There has been a “substantial increase” in recorded deaths across the UK, which has led to calls for a public enquiry.

Analysis of data from the Office of National Statistics in the British Medical Journal showed a 12.4 per cent rise in England and Wales in the first seven weeks of 2018 compared to last year, while in Scotland the same period recorded the highest number of deaths in 18 years.

Official figures show that 7,552 deaths were registered in Scotland in January, 1,909 more than the same month last year and 2,018 more than the average number of deaths in January over the past five years.

Writing in the BMJ, researchers Lucinda Hiam, a GP, and Oxford Professor Danny Dorling said the spike could not be attributed to the usual factors like the ageing population, cold weather or flu.

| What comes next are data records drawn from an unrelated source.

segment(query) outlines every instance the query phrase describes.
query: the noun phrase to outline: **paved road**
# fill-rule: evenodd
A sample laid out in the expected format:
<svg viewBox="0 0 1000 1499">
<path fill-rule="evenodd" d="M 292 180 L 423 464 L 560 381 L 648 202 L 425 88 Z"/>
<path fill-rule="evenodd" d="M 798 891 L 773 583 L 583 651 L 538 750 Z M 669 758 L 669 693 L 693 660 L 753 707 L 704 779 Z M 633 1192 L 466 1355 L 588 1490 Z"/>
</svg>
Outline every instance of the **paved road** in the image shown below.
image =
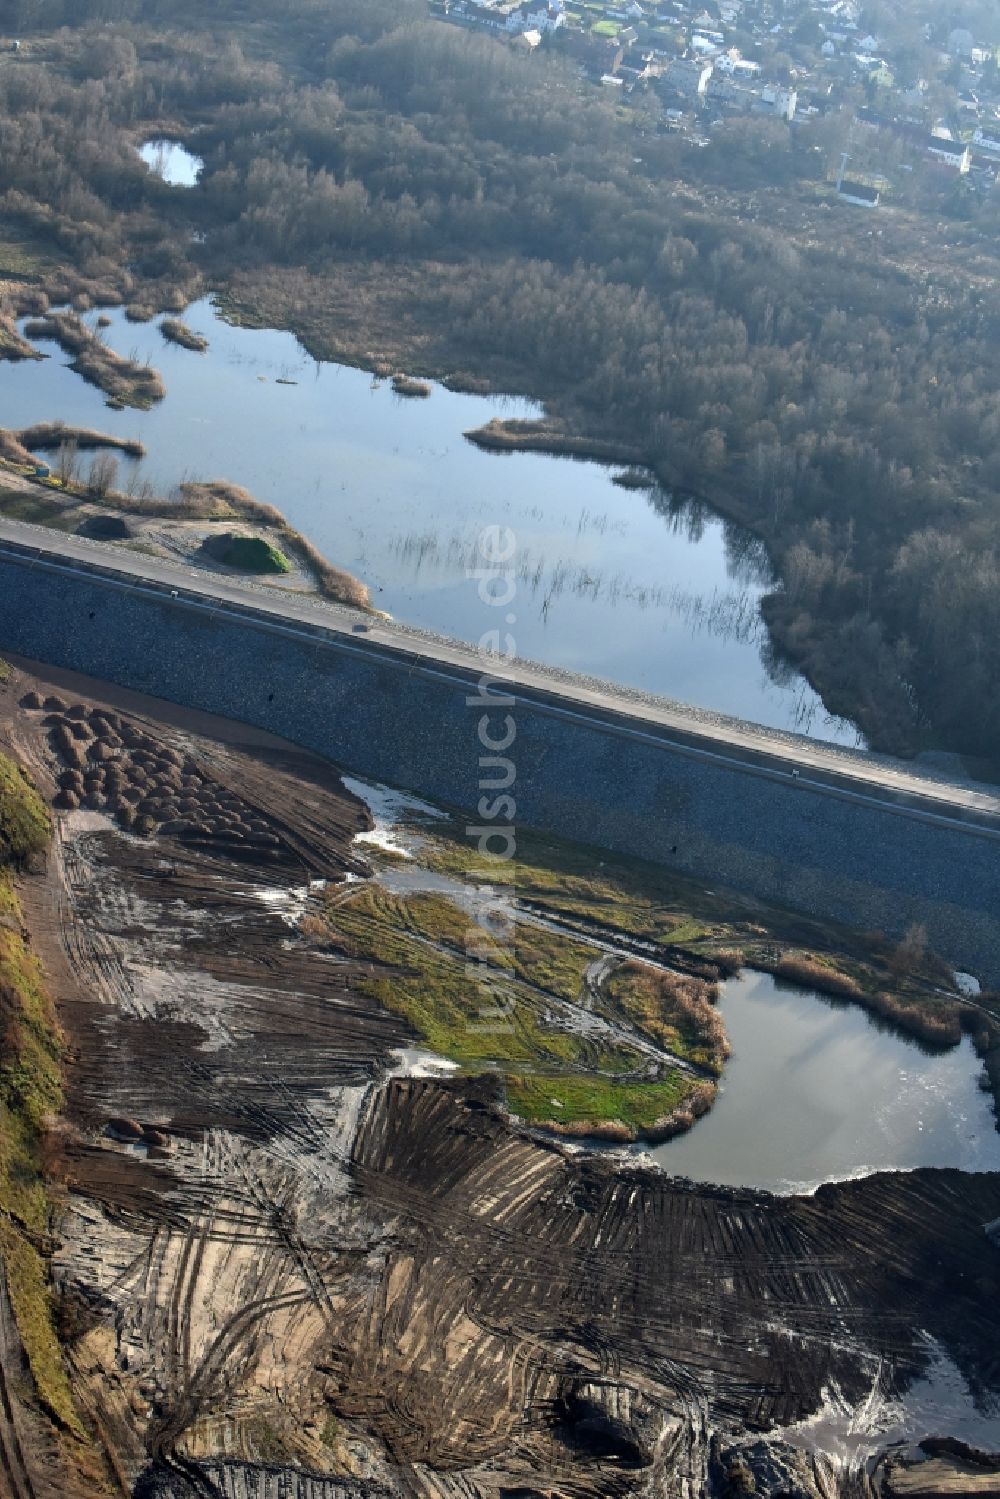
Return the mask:
<svg viewBox="0 0 1000 1499">
<path fill-rule="evenodd" d="M 921 772 L 905 761 L 846 750 L 801 735 L 783 734 L 685 707 L 666 698 L 645 696 L 611 683 L 576 678 L 515 661 L 500 669 L 489 667 L 471 646 L 411 630 L 392 620 L 370 617 L 300 595 L 279 593 L 273 587 L 247 585 L 194 567 L 160 561 L 122 547 L 66 536 L 41 526 L 0 517 L 0 557 L 34 559 L 71 570 L 99 568 L 114 575 L 118 586 L 152 588 L 178 607 L 213 611 L 252 611 L 271 628 L 329 632 L 352 650 L 391 652 L 422 671 L 474 672 L 485 669 L 511 689 L 540 695 L 561 714 L 600 719 L 619 731 L 650 733 L 669 739 L 684 752 L 736 762 L 759 774 L 793 777 L 803 789 L 822 788 L 834 794 L 876 799 L 908 808 L 918 815 L 960 819 L 1000 830 L 1000 794 L 972 783 L 956 783 Z M 497 611 L 499 614 L 499 611 Z"/>
</svg>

Crisis measures by health services, such as the cancelling or postponement of operations may have been a factor, they suggested.

“Health experts have repeatedly raised concerns about the impact that the lack of sufficient funding for health and social care is having on the health of the population, and these concerns have been repeatedly disregarded by the Department of Health and Social Care,” said Hiam.

“It is time for an urgent investigation to explore why for some in the UK, unlike Europe, life expectancy is not only stalling, but reversing.”

In Scotland, official figures showed a sharp rise in deaths from Alzheimer’s and dementia, by 15.8 per cent and 12.3 per cent respectively.

Such deaths now account for more than 10 per cent of all deaths in Scotland, double what it was a decade ago.